Multiple Sclerosis (MS) is a chronic inflammatory and neurodegenerative disease of the CNS, characterized by inflammation, demyelination and axonal damage. Cells of the innate (macrophages, microglia, neutrophils) and adaptive (T-cells, B-cells) immune system contribute to both the pathology and repair of MS. Parkinson’s Disease (PD) is a neurodegenerative disease characterized by the deterioration of motor activities that are controlled by the nigrostriatal system. The motor symptoms of PD result from the progressive and selective loss of dopaminergic (DA) neurons in the midbrain substantia nigra pars compacta.
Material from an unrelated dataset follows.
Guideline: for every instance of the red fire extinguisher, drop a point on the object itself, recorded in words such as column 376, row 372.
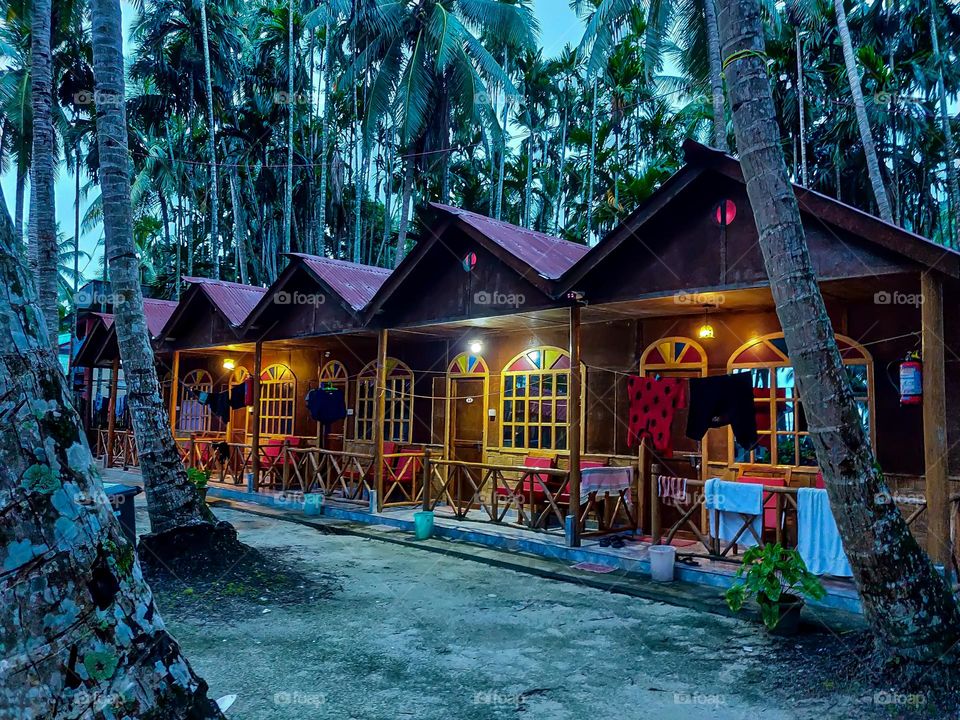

Additionally, the PD brain is characterized by cytoplasmic and neuritic fibrillar α -synuclein ( α -syn) inclusions (known as Lewy bodies (LB) and Lewy neurites (LN), respectively). Recently, an impressive number of publications have implicated inflammation as a major pathogenic factor in PD, with involvement of both innate and adaptive immune cells. MS and PD are characterized by abundant production of cytokines that activate and regulate the functions of immune and glial cells. The Janus Kinase (JAK)/Signal Transducer and Activator of Transcription (STAT) pathway is the major signaling system utilized by cytokines, and is critical for development, regulation and termination of innate and adaptive responses. Dysregulation of the JAK/STAT pathway has pathological implications for a number of autoimmune and neuroinflammatory diseases. We have documented aberrant activation of the JAK/STAT pathway in pre-clinical models of both MS and PD. We will discuss the efficacy of inhibitors of the JAK pathway, known as Jakinibs, in these pre-clinical models, and describe the mechanisms that underlie their beneficial effects on neuroinflammation and neurodegenerative responses.